Viewing tables in QGIS

  1. In the Browser Panel (along left side), right click "PostGIS" and select "New Connection...".
  2. Enter connection information and then click "OK".
  3. You can now access the database's tables in the database manager, which is accessible by clicking "Database" in the menu and choosing "DB Manager...".
  4. In the DB manager you now have two choices:
    • You can add the entire table, as-is, by double-clicking it.
    • You can query the database using SQL and add the query result by opening the "SQL window". To write a query, click the second icon in the DB manager toolbar (it looks like a piece of paper with a wrench on it). Enter your query in that window and use the options at the bottom of the pane to add it to your project.

Spatial queries

PostGIS adds almost 300 new functions and operators to PostgreSQL that can do everything from basic spatial calculations to complex aggregations. It's easy to recognize these new functions because they all use the ST_ prefix (for spatial type), as you'll see below:

Basic calculations

Many functions perform simple calculations on a single geometry or pair of geometries. For example, we can see the area of each of our census tracts using the ST_Area function:

SELECT name, ST_Area(geom)
FROM tracts
ORDER BY id;

ST_Area and many functions like it that output measurements report them in the coordinate system of the geometries you're using in your query. In our case, that's WGS84, which tells us that the first census tract in our results has an area of 0.046862144283. That's because our coordinate system is in degrees.
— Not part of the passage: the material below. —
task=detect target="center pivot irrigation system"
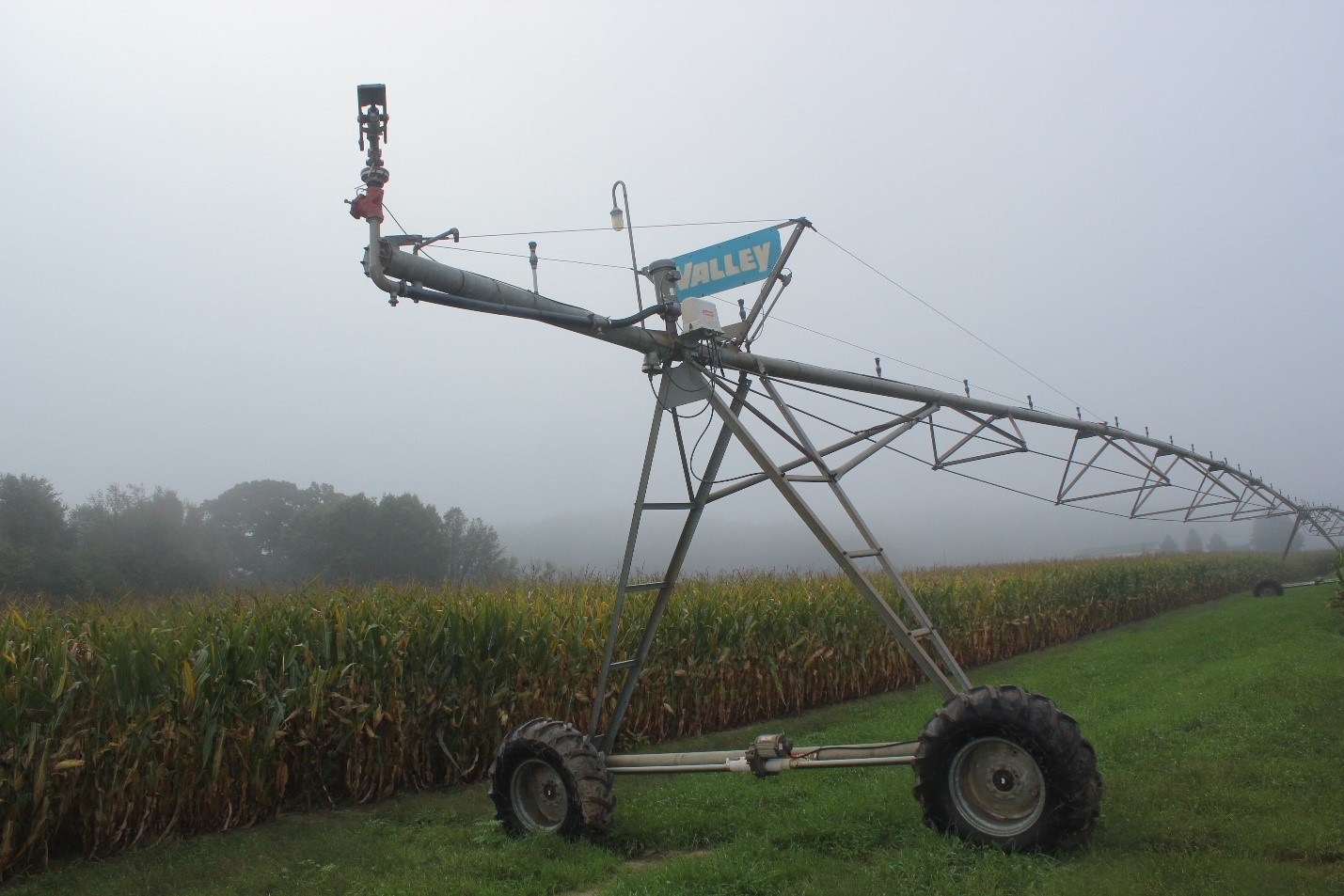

If we had been using, say, NAD83 / Texas South Central, which is in feet, we would've gotten our answer in feet. We can see that in action if we transform our geometries to that coordinate system with ST_Transform:

SELECT name, ST_Area(ST_Transform(geom, 2278))
FROM tracts
ORDER BY id;

We now get an answer of 5296730440.84863 (square feet).

We can also solve this problem using Geographys. Geographies, unlike geometries, operate on spherical coordinates like the latitude and longitude values we're using here. Most common functions, when passed geographies instead of geometries, will return values in meters:

SELECT name, ST_Area(geom::GEOGRAPHY)
FROM tracts
ORDER BY id;

We now get an answer of 491172828.83503 (square meters).

Deriving new geometries

Some functions can calculate new geometries based on your existing ones. For example, we can get the centroid of all of our census tracts using:

SELECT name, ST_Centroid(geom)
FROM tracts
ORDER BY id;

While the original column contains POLYGON data, the value returned from ST_Centroid will be a POINT.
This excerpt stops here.